Nem poderia ter sido diferente por ter sido gestado, entre a Bahia e o Rio de Janeiro, por um povo negro, pobre, marginalizado pelo poder oficial.
O samba tem, ele próprio, poder. Tanto que, na era do samba-exaltação, iniciada com a explosão de Aquarela do Brasil (Ary Barroso) em 1939, o gênero foi usado por governos para retratar o Brasil com cores ufanistas. A ação de marketing funcionou durante um tempo, mas sem apagar na história e nos terreiros o tom da resistência, predominante na aquarela já secular do samba.
No Carnaval de 2020, esse tom resistente foi realçado nos desfiles de várias escolas de samba do Grupo Especial, concentração da elite da folia carioca. Samba e Carnaval se aliaram na luta por um Brasil mais justo, denunciando as mazelas do dia-a-dia.

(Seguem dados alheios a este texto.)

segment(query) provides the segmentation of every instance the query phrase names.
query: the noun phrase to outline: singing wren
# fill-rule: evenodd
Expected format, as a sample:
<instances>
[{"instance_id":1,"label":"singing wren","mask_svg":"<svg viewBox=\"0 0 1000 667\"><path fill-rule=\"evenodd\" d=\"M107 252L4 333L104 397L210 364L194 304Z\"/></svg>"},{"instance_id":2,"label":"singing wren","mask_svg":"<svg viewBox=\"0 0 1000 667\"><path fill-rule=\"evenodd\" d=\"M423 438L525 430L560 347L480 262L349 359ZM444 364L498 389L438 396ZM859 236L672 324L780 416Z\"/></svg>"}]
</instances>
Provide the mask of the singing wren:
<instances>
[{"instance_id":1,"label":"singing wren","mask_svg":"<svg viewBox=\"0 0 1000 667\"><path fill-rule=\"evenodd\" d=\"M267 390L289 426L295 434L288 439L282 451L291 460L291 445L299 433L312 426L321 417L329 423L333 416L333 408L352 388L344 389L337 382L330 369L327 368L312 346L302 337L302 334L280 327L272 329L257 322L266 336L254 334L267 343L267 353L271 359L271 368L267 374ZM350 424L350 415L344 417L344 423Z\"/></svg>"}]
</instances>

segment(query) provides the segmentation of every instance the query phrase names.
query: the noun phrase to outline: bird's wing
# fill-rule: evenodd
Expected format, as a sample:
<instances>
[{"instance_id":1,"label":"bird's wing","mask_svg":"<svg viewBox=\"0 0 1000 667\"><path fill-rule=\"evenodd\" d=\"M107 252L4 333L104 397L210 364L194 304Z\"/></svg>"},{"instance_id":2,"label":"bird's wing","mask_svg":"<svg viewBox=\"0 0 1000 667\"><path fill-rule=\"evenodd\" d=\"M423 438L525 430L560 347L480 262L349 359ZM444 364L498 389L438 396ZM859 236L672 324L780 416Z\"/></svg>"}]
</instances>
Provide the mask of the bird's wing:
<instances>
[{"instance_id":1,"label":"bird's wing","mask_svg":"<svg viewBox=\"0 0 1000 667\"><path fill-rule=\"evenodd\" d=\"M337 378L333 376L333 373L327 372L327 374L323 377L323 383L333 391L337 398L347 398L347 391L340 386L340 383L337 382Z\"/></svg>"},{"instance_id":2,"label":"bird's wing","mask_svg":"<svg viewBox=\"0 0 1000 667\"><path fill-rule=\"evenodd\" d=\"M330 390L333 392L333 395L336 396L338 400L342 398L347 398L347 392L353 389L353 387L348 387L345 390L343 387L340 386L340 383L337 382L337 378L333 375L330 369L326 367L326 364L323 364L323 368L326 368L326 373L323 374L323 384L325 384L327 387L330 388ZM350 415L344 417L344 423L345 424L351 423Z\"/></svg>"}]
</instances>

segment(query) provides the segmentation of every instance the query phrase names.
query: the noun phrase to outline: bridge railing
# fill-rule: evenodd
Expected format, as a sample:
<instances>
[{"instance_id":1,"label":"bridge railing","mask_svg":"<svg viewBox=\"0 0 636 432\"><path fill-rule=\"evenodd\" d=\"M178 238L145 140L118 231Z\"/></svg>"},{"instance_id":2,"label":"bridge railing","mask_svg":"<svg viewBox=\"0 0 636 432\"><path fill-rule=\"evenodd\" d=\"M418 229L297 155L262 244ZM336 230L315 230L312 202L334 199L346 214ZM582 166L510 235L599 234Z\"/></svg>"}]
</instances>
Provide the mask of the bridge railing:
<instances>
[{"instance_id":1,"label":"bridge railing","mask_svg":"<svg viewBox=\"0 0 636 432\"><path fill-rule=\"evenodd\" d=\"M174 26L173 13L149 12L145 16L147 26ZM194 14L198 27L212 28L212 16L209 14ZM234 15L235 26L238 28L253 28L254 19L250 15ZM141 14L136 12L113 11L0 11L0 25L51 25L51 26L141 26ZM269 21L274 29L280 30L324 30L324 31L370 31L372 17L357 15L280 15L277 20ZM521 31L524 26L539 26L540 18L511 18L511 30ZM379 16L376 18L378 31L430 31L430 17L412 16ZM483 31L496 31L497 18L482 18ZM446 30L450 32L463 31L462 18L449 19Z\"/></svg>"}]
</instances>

Criada pelo carnavalesco da Mangueira, Leandro Vieira, a imagem-síntese desse Carnaval no Rio é a de um Jesus negro, menino, crucificado com o sangue de balas perdidas. Imagem que sangra no cotidiano real carioca, marcado por guerras urbanas em que somente um lado ataca e o outro sofre as consequências da violência e do preconceito social.
A Mangueira tratou o assunto com a devida seriedade. Já a São Clemente usou a irreverência para criticar a propagação criminosa das fake news na era digital.
É o Carnaval e o samba sendo usados como armas pacíficas na defesa das liberdades. É quando brincar o Carnaval vira ato político.
E o samba é o ritmo que embala a brincadeira consciente. Até porque um bom samba – como o da escola Acadêmicos do Grande Rio, agremiação que pregou a tolerância com as crenças religiosas alheias – tem poder para fazer o povo entender o enredo do Brasil em 2020.
Nesse enredo, o samba fez o espetáculo da democracia no Carnaval carioca.